The first day was spent exploring the village. The main road is lined with quaint cottages, art galleries, and little shops. We walked into town passing little cottages along the way. It looked very much like the setting of "Doc Martin."

Each cottage is out of a storybook

They all have names; this is the Pink Cottage

We stopped at St. Mawes Dairy to see the selection of cheeses
Miss Muffet looked enticing

And arrived at the little harbor

There were benches for sitting and taking in the view

We stumbled upon The Idle Rocks, a beautiful hotel right on the water. Lunch was on the terrace and while we ate our meal the sun came out. This was a place to linger. As the afternoon progressed, more and more boats appeared, the water began to sparkle, and it became a scene to inspire a painter.

The lobby was lovely, with an understated elegance

 Next was a walk through the countryside, passing St. Mawes Castle on the way

We took the path along the sea, passing beautiful homes and huge hydrangea bushes

I loved the lush hydrangeas against sparkling Falmouth Bay

As the afternoon wore on, more sailboats began to appear -- another painting

We opened this gate

Leading into a neighboring field where we had a lovely walk

We retraced our steps back to this hydrangea-lined lane leading to the castle

 We bought a ticket and went on the tour

St. Mawes Castle is known as Henry VIII's most picturesque fortress. Built in the sixteenth-century, it was one of the king's defenses against European invaders.

 It's hard to beat a castle on the water; the views were incredible!

The flag was flying

There were cannons

Narrow stairwells

A clover-leaf design

And tiny doors

We walked through the gun rooms, governor's quarters, barracks and kitchen.

So far Cornwall was proving to be deeply atmospheric. Between the castle, the ancient stone walls, diminutive cottages, seagulls, foghorns, blue skies, puffy clouds, sparkling water and sailboats, this was a magical place. It was easy to imagine a writer or an artist coming here for inspiration.


The next day we went to St. Ives which is about an hour away. We were headed to the Tate St. Ives and the Barbara Hepworth Museum to see the art. I was also hoping to get a glimpse of Virginia Woolf's lighthouse. The drive was lovely through narrow and winding roads bordered by hedgerows. We passed miles of untouched green countryside that looked as if it were out of a Thomas Hardy novel.

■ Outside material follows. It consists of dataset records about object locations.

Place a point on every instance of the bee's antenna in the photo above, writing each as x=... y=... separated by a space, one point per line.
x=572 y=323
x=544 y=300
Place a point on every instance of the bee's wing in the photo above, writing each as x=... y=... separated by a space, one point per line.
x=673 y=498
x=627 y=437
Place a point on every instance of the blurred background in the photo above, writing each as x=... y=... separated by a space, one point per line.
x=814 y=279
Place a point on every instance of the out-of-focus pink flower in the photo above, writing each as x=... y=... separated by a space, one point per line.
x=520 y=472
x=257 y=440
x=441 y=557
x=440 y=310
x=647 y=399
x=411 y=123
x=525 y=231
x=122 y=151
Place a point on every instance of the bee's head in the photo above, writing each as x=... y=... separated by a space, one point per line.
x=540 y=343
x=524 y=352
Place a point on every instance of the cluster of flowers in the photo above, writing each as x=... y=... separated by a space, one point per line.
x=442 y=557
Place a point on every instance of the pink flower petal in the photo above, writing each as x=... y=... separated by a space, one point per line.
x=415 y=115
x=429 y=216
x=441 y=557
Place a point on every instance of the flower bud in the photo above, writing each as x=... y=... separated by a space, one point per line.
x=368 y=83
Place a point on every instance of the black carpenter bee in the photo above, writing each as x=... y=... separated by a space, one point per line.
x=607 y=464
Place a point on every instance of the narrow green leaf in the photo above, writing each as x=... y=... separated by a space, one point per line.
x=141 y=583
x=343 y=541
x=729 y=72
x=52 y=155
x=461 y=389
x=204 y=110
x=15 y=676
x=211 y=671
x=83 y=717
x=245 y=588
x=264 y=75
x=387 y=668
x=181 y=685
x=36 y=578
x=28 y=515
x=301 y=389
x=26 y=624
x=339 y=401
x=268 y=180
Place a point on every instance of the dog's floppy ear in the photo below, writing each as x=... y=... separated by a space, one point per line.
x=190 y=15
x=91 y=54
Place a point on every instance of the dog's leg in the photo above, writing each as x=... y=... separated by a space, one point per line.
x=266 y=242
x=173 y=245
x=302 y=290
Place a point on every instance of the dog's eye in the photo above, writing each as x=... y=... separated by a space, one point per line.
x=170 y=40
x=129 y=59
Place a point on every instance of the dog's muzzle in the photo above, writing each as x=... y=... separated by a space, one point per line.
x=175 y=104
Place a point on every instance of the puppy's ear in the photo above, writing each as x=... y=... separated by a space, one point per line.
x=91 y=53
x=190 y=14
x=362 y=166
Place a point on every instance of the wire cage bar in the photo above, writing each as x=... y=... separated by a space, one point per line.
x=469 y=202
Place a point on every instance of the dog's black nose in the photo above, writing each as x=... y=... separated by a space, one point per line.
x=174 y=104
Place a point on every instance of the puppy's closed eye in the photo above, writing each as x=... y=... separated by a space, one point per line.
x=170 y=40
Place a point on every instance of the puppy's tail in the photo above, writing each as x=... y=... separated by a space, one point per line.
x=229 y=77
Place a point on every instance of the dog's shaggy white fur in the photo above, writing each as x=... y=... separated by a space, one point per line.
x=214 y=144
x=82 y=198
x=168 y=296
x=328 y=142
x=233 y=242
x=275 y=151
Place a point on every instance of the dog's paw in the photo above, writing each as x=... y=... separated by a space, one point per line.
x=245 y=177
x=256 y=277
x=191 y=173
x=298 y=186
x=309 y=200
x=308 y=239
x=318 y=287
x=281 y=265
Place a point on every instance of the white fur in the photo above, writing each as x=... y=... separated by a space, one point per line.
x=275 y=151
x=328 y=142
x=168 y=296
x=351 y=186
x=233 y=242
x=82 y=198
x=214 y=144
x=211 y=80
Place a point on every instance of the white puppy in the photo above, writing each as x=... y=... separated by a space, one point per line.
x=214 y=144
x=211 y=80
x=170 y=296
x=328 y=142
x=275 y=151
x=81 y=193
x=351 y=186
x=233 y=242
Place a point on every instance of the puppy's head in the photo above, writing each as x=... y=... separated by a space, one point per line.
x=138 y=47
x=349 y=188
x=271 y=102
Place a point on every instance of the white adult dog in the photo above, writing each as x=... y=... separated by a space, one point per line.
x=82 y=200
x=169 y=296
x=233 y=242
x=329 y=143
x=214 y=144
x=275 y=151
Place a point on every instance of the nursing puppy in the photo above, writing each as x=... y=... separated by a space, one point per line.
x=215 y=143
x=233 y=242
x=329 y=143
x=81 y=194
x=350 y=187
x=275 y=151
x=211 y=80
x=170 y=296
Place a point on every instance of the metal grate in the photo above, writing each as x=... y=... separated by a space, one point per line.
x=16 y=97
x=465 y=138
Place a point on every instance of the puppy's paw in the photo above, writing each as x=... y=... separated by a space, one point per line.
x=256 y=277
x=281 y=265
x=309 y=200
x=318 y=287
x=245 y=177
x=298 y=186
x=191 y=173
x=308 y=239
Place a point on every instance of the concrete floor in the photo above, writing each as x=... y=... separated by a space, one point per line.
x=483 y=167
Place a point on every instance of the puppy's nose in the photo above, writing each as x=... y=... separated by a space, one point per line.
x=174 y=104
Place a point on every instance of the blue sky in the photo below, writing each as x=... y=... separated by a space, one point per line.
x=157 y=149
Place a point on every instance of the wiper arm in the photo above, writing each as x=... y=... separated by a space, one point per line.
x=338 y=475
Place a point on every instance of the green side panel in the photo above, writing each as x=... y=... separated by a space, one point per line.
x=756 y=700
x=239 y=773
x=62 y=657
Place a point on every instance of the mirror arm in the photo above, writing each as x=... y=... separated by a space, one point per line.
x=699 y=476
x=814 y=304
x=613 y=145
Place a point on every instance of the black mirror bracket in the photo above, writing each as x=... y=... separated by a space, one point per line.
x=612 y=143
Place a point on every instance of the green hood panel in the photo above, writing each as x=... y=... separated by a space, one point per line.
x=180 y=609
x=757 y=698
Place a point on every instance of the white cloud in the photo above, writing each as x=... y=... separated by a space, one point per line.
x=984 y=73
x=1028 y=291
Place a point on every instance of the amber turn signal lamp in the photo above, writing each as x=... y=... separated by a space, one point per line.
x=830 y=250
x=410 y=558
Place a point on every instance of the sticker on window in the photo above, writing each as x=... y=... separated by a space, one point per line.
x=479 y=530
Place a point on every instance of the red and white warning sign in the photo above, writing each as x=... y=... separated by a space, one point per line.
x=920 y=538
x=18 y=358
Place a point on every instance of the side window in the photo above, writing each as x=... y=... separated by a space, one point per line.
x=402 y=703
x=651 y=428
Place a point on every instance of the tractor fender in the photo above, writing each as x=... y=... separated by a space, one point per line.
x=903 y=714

We took a ferry across the River Fall which we were told is very deep. This is the view from the car. We continued driving on the famously narrow Cornish roads, finally arriving at beautiful St. Ives.

St. Ives

St. Ives is a port and resort area that was the center of the fishing industry in the 19th-century. It was also a gathering spot for artists who were inspired by the beautiful light. Today it continues to be a community for artists and art lovers.

The Tate Gallery in London opened a small branch here. This beautiful little museum is a beacon of modern art with a breathtaking setting right across from Porthminster beach. If you go, be sure to take a leisurely stroll through the museum and then visit the cafe on the top floor to enjoy the panoramic ocean views.

Barbara Hepworth Museum

Our next stop was The Barbara Hepworth Museum and Sculpture Garden. It is located in her home in St. Ives. She was a sculptor at the center of the mid-20th-century arts scene in this Cornish town. Her art is beautiful and fits so perfectly in this space. We walked through several rooms containing her abstract works.

The lush garden contains some of her larger works

It was a lovely place to linger

Each piece is enhanced by the garden setting

The charming town of St. Ives

The town of St. Ives is a warren of little streets lined with tall and narrow buildings, a very pretty church, candy stores, an excellent book store, a war memorial, and little gardens. Everywhere you look you can catch a glimpse of the stunning seaside.

Some Cornish Specialties

Sea Salt is a wonderful gear store with everything you might need for the inclement weather

The St. Ives church with its pots of flowers and a glimpse of the ocean

The war memorial

 We even spotted Virginia Woolf's lighthouse before leaving!

 Is there a place that has cast its spell on you? And can you imagine it inspiring writers and artists?